In tegenstelling tot deze benadering, probeert de “grammaticaal-historische hermeneutiek” de oorspronkelijke bedoeling van de auteur van een tekst te achterhalen door het bestuderen van de grammatica/syntaxis in de historische en culturele context. Het doel van interpretatie is daarom het ontdekken van de (enkelvoudige) betekenis van de schrijver, zoals hij bedoelde dat die betekenis aan zijn oorspronkelijke publiek zou worden meegedeeld. Dit zal resulteren in een nauwkeurig begrip van de teksten van de Schrift (exegese) die het mogelijk maakt de unieke stem van elke oorspronkelijke auteurte horen – zonder een vooropgezet theologisch systeem op te leggen om de resultaten te “filteren”.
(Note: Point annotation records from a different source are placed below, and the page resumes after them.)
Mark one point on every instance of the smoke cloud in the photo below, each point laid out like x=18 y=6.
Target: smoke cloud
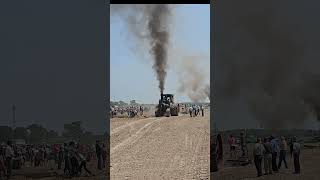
x=267 y=55
x=149 y=22
x=192 y=80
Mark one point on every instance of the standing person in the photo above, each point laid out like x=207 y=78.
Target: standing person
x=291 y=147
x=232 y=142
x=283 y=152
x=190 y=111
x=275 y=150
x=219 y=150
x=3 y=168
x=73 y=158
x=83 y=164
x=267 y=156
x=243 y=144
x=296 y=156
x=67 y=164
x=9 y=153
x=202 y=110
x=60 y=157
x=104 y=155
x=99 y=154
x=258 y=153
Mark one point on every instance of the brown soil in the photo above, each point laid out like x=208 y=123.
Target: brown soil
x=160 y=148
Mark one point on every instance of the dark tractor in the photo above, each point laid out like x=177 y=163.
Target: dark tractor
x=166 y=106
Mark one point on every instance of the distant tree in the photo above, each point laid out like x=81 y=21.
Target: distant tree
x=73 y=130
x=38 y=134
x=5 y=133
x=21 y=133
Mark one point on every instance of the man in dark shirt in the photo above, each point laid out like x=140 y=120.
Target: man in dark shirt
x=99 y=154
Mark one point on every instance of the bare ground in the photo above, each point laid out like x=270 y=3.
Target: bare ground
x=160 y=148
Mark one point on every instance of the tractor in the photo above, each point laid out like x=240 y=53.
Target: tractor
x=166 y=106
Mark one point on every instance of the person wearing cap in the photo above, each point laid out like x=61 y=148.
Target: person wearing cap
x=275 y=152
x=283 y=152
x=243 y=144
x=9 y=154
x=258 y=153
x=267 y=156
x=296 y=156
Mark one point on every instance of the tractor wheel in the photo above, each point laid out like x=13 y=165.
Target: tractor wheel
x=174 y=111
x=168 y=113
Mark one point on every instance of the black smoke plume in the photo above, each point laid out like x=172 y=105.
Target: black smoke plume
x=267 y=54
x=149 y=22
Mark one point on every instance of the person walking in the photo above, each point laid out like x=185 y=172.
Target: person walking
x=66 y=156
x=83 y=164
x=258 y=153
x=104 y=155
x=60 y=157
x=296 y=156
x=275 y=152
x=243 y=144
x=219 y=149
x=190 y=111
x=3 y=168
x=232 y=143
x=267 y=156
x=99 y=154
x=9 y=154
x=202 y=110
x=283 y=152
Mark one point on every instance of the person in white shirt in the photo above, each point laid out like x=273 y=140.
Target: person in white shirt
x=9 y=154
x=296 y=156
x=258 y=153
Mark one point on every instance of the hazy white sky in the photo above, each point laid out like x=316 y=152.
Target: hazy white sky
x=131 y=73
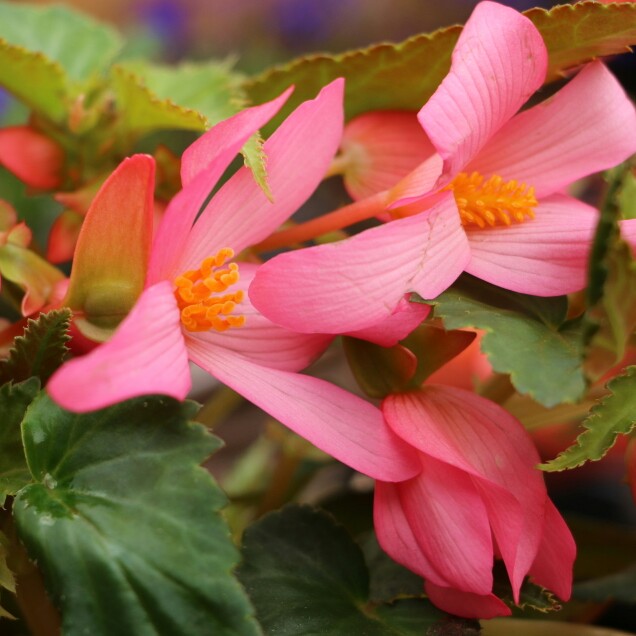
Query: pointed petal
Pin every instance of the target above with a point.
(499, 61)
(260, 340)
(354, 284)
(450, 524)
(552, 567)
(146, 355)
(32, 157)
(482, 439)
(466, 604)
(339, 423)
(395, 535)
(202, 165)
(240, 214)
(113, 246)
(380, 148)
(557, 142)
(545, 256)
(388, 332)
Omdat Verbondstheologie probeert de “grote vragen” over de zin en het doel van het leven te beantwoorden, of het doel van de geschiedenis, enzovoort, allegoriseren veel Verbondstheologen het oude Israël door te beweren dat het synoniem is met de “kerk”, en dat daarom de beloften die God aan Israël deed  werkelijk aan de kerk werden gedaan. In plaats van de Christelijke kerk als iets nieuws te beschouwen – een “mysterieus” lichaam van mensen die “geënt” worden op het trouwe overblijfsel van Israël (Rom. 11,25, Ef. 3,9, Kol. 1,26-27, enz.), lezen Verbondstheologen achterstevoren, en beweren dat “Israël” geënt was in de kerk, of beter gezegd, ontkent dat er überhaupt een “enting” was bij alle….
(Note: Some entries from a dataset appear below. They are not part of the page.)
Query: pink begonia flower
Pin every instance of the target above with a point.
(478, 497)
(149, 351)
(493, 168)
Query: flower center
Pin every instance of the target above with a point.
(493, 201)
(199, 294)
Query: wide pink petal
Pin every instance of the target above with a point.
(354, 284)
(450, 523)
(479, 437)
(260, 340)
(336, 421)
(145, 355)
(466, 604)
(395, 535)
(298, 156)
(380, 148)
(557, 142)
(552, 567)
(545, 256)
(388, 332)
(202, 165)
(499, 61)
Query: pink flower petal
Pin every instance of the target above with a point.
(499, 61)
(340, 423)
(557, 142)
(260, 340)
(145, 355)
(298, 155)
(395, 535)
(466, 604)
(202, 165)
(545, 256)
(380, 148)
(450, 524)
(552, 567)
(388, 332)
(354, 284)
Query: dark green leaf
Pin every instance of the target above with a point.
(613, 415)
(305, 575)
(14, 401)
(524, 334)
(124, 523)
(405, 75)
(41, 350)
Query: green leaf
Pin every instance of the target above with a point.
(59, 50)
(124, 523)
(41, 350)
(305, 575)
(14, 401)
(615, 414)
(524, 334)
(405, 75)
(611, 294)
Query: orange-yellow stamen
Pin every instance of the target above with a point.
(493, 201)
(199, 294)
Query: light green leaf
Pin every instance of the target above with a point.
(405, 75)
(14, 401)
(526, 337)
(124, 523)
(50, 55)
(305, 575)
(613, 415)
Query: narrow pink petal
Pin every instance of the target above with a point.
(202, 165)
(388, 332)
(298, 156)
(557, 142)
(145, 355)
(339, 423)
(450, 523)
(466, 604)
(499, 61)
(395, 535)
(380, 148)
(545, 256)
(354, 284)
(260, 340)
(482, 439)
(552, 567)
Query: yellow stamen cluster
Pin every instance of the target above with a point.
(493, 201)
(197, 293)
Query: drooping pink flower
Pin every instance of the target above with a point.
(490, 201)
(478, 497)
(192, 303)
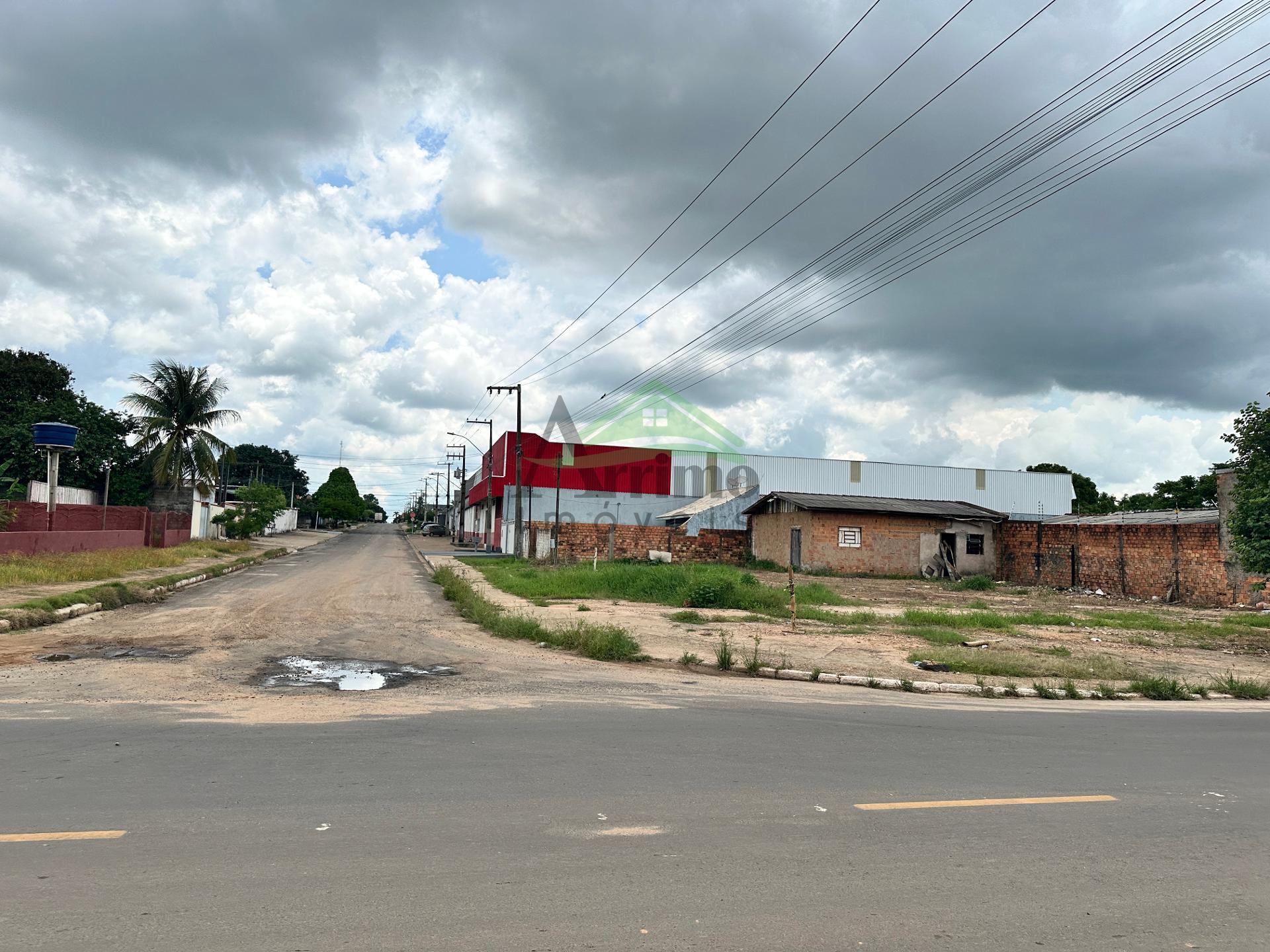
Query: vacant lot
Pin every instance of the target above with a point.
(886, 626)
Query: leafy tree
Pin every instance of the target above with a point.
(258, 506)
(1250, 522)
(1087, 496)
(278, 467)
(34, 389)
(338, 496)
(178, 407)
En dit verklaart, in grote mate, de minachting voor het bestaan van de natie Israël vandaag de dag onder veel Christelijke theologen. In plaats van zich te verwonderen over het wonder van Gods voorzienigheid voor het geslacht van Jacob, door de Joden terug te laten keren naar hun oude vaderland na duizenden jaren ballingschap onder de naties – een gebeurtenis die duidelijk was geprofeteerd door Mozes (Deut. 28:64, 30:3) -geven zij vaak blijk van een stoutmoedige onverschilligheid. En deze kleinerende houding is volkomen logisch als je de beloften van God aan etnisch Israël allegoriseert als werkelijk betrekking hebbend op de Christelijke kerk. Zodra je de kerk definieert als Israël (of “heropgerichte Israël” of “voltooid Israël”), impliceer je daarmee dat etnisch Israël  een soort mislukt sociaal experiment van God was – op zijn best een objectieve les voor hen die het ware volk van God zijn.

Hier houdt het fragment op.